İşler hiç de öyle kolay değil, bilhassa eski başkan Obama'nın imzaladığı anlaşmanın Trump tarafından iptal edildiği, yani varılan herhangi bir anlaşmadan daha sonra çekilmenin mümkün olduğu, anlaşmaların iptalinin mümkün olduğuna dair örneklerin varlığında hiç kimsenin koşullarla ilgili garantiler veremeyeceği göz önüne alındığında..
Göz ardı edilmemesi gereken bir diğer husus ise İsrail'in pozisyonu. Netanyahu daha önce İran'ın anlaşmalı veya anlaşmasız nükleer silah sahibi olmasına izin vermeyeceklerini taahhüt etmişti. Yine İran'ın yakıp yıktığı ve bunu yapmaya devam ettiği 4 Arap başkentinin durumu da göz ardı edilemez.

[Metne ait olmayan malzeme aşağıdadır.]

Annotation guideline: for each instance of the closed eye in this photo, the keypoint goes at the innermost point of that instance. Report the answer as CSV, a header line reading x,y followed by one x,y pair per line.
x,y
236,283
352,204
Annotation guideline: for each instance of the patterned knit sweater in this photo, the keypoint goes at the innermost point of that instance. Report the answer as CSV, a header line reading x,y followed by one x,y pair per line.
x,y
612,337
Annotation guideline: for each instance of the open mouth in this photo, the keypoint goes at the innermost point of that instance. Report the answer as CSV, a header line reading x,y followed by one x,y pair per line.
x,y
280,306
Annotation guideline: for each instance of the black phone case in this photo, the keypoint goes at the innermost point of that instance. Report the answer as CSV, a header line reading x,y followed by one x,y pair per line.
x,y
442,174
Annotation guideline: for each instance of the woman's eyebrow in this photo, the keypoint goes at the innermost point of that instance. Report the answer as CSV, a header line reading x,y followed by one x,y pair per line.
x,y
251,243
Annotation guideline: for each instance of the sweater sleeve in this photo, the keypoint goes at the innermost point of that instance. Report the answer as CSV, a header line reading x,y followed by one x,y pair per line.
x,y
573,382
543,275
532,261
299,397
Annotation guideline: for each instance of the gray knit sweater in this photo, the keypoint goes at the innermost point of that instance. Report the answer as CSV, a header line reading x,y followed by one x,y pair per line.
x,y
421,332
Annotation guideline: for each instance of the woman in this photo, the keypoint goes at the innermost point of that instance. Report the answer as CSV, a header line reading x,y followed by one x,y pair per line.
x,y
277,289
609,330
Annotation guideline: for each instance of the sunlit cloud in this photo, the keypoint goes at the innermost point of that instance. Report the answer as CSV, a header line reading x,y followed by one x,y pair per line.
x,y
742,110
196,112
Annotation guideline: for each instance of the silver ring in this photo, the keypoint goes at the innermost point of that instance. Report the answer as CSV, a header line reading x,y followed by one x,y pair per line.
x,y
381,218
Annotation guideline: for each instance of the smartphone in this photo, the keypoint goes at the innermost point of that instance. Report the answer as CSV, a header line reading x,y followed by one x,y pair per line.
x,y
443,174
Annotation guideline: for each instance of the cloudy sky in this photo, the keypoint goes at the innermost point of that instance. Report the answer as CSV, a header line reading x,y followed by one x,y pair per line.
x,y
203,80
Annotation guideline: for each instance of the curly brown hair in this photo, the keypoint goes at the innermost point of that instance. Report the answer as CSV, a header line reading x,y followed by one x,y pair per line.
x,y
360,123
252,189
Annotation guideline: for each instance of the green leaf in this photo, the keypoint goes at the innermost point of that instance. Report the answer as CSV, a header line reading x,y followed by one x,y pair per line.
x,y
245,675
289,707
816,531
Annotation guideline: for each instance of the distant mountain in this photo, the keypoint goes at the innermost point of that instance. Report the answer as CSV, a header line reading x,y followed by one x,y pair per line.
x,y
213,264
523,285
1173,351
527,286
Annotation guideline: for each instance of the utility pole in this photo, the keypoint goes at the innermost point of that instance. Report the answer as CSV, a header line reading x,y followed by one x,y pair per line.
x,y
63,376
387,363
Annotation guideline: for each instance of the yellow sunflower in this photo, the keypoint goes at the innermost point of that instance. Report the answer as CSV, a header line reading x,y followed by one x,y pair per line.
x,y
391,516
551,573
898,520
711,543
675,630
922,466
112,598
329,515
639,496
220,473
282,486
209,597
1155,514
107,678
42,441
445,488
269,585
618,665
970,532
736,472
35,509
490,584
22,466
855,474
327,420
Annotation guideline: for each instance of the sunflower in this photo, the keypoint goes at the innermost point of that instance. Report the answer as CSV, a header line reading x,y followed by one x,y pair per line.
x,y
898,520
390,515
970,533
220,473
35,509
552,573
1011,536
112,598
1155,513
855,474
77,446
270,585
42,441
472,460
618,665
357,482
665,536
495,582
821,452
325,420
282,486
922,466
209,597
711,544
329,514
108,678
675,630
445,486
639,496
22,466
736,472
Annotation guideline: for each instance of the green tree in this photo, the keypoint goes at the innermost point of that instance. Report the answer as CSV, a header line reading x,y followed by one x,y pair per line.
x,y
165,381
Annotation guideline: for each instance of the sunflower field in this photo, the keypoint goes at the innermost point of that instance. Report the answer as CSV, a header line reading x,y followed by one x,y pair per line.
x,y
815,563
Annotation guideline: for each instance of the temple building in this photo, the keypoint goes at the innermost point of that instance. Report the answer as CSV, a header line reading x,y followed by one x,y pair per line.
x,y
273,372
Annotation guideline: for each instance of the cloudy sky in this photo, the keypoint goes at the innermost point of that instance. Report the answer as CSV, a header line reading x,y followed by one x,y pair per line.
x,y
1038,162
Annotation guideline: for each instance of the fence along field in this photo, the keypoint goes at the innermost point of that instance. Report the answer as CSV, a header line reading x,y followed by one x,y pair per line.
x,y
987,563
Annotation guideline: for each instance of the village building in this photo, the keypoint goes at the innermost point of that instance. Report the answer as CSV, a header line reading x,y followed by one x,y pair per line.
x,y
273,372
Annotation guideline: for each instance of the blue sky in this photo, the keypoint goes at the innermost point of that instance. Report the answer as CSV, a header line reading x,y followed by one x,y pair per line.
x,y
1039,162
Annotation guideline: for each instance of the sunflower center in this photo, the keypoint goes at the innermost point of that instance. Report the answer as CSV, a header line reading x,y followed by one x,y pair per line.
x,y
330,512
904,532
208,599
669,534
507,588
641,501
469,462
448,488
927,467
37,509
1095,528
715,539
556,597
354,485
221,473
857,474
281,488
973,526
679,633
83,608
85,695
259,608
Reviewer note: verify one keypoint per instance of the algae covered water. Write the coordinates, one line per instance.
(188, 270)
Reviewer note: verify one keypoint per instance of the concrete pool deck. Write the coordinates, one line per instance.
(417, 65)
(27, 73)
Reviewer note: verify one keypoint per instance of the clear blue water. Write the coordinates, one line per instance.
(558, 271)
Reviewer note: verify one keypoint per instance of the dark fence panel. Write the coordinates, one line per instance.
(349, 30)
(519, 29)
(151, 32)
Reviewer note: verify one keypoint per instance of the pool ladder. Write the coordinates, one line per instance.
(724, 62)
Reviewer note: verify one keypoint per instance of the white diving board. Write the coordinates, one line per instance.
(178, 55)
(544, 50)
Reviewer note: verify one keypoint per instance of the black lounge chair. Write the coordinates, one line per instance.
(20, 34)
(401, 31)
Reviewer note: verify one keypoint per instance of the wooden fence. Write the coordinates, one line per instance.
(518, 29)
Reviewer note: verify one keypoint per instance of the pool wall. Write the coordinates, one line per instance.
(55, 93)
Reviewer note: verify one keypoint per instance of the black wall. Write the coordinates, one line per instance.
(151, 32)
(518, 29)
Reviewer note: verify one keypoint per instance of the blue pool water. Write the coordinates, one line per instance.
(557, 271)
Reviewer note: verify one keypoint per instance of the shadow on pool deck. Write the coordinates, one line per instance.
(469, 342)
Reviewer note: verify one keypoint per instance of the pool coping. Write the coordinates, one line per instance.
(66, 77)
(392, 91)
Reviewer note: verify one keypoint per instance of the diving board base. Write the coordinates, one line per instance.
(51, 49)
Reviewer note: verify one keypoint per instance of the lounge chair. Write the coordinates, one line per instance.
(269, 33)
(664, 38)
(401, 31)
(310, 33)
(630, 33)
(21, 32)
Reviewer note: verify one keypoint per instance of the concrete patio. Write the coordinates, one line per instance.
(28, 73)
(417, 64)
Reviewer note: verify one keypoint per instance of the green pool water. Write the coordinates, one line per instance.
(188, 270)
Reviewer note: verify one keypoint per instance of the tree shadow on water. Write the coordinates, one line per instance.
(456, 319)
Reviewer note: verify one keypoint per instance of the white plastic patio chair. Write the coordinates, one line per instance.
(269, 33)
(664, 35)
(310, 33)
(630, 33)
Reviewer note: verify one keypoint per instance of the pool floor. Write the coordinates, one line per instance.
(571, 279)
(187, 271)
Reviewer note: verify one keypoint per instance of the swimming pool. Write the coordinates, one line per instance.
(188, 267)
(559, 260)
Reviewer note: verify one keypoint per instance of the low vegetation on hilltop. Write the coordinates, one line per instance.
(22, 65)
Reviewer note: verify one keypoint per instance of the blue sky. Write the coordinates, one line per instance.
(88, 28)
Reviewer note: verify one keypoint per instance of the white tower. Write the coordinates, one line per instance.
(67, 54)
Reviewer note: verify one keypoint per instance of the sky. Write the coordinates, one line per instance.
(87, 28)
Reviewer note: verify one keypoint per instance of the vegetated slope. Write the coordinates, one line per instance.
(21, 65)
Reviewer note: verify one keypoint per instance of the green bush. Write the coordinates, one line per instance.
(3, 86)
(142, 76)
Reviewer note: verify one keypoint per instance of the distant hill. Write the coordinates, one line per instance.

Keza bölgede Tahran'a bağlı milislerin elindeki İran silahları tehlikesi de göz ardı edilemez.
Sözün özü, nasıl ki hiçbir Amerikan başkanının görevinin son 100 gününde barış anlaşmasına varılmamışsa, bir Amerikan başkanın ilk 100 gününde bir nükleer anlaşmaya varması da zor. Aşılması zor gerçekler var ve bunlar kendilerini dayatacaktır.